Further financial assistance options
Besides the support offered through public services and reputable bodies, numerous other avenues exist for managing financial emergencies in the UK.
Help and financial support resources in the UK
If you need financial advice or assistance, seek guidance from these trusted organisations:
- StepChange: Provides free, confidential debt advice and a range of solutions to help manage finances.
- Citizens Advice: Offers advice and useful content on budgeting, benefits, and debt online or in person.
- MoneyHelper: A government service that provides practical tips on managing money, from budgeting to saving.
- Banks and credit unions: Many UK banks offer free financial advice and debt management services.

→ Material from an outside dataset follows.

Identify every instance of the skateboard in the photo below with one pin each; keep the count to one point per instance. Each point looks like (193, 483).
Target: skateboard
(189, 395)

These resources can guide you through tough financial situations with expert advice and support.
Access support from your home country
If you find yourself facing financial difficulties while living in the UK, there may be support available from your home country. Many countries offer consular assistance or financial aid for their citizens abroad. For example, some embassies provide emergency financial help in the form of loans or grants for citizens who are in distress.
Additionally, some countries maintain social security agreements with the UK. In that case, you may be allowed to access benefits or healthcare support from your home country while residing in the UK. Your embassy may even provide assistance with repatriation if needed. Reach out to your embassy for specific guidance on your options.
Secure your financial future
Building an emergency savings fund is an important step towards financial security, as it provides a safety net during unexpected hardship. Immigrants may face additional challenges, such as limited access to local credit or support networks, making this safety net even more essential. An emergency fund offers peace of mind. With it, you can manage financial emergencies without relying on high-interest loans or borrowing from friends and family.
And if you’re struggling, there are many resources and support networks available to assist you in the UK, including government programmes, charities, and financial institutions. Don’t hesitate to reach out for help when needed; you don’t have to face financial uncertainty alone.
FAQs
What are the best accounts in the UK for an emergency fund?
The best accounts for an emergency fund in the UK include easy-access savings accounts, which offer quick access to your money when needed. Some popular savings accounts offer interest rates up to 5.12%, but be mindful of withdrawal conditions.
How much should you have in emergency savings in the UK?
Experts recommend saving at least three to six months’ worth of living expenses for emergencies. This amount provides a buffer in case of unexpected stressors like illness, job loss, or urgent repairs.
How do I get emergency money in the UK?
You can access emergency money through savings accounts, credit unions, or government programmes like Universal Credit or Jobseeker’s Allowance. Additionally, local councils and charities may offer short-term support in times of need.
Are there special benefits available for refugees?
Yes, refugees in the UK may be eligible for financial assistance, including Universal Credit, housing benefits, and support from charities. Local councils may also provide specific programs to help refugees settle and meet basic needs.